I found the bike geometry makes a huge difference to be able to manual. It was VERY hard for me to wheelie and manual my Stumpy HT, but the new bike (enduro) has different geometry and it's incredibly easier now.


----------



## Joe Dirt (Nov 20, 2005)

*Manuals*

Manuals are cool to watch for about 30 seconds, then who cares? As for being useful, they are during BMX and that is about it. Wait, I take that back. I do manaul while riding XC or DH, but only high enough to clear small obstacles to keep my speed up.


----------



## great_big_abyss (Apr 4, 2006)

Joe Dirt said:


> Manuals are cool to watch for about 30 seconds, then who cares? As for being useful, they are during BMX and that is about it. Wait, I take that back. I do manaul while riding XC or DH, but only high enough to clear small obstacles to keep my speed up.

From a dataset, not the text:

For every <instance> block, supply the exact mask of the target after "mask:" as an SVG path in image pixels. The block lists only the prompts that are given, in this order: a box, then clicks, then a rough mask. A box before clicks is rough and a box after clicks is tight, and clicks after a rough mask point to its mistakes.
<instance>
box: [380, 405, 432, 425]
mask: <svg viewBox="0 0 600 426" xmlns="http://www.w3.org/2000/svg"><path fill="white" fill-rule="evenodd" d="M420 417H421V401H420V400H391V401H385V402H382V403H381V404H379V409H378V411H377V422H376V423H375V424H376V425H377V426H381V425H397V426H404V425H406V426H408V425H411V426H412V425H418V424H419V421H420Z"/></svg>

The manual itself is not very useful on a trail, but the balance that you acquire while practicing and perfecting the manual IS.


----------



## jonlong (Sep 29, 2004)

Being able to hold an extended wheelie helps a lot, especially with low speed drop offs.


----------



## Brown_Teeth (Jan 15, 2004)

great_big_abyss said:


> The manual itself is not very useful on a trail, but the balance that you acquire while practicing and perfecting the manual IS.


Hate to see the first time you're heading down a trail that crosses on a creek bottom, maunal or say good by to your collarbone and the next 6 months of your life. Learning to manual is an imperative skill to learn if you ride trails, especially new ones that pull you in and are too fun to pass up!


----------



## huntforlife (Jun 11, 2004)

*bunny hop*

With just a little practice at the bunnyhop, I mannaged to clear 2 70lb sandbags stacked up (a good foot). I had acctually tried that some before, but using the suspension really helps. 
As far as manuals...I'm still working at that. Being brilliant as I am, I tried it with my cliples pedals ON CEMENT  Just a little tear on the new flite saddle Life goes on, lesson learned


----------



## elivingston (Oct 20, 2004)

Regarding trackstands, they really helped to me be able to handle slow switchbacks or any other place on the trail that requires very slow speeds and good balance... still haven't gotten the manual down yet... but you guys inspired me to try it out!


----------



## Toddski8 (Mar 5, 2006)

I too have a xc- hardtail. It has a beefed up front fork shorter stem and riser bars. All that does give the top tube a slightly steeper angle. 

Manualling for a short distance is no problem, however show boating is another story. I think that getting into the show boating aspect is just all about balance, you either have it or you don't. If you don't then practice practice practice.


----------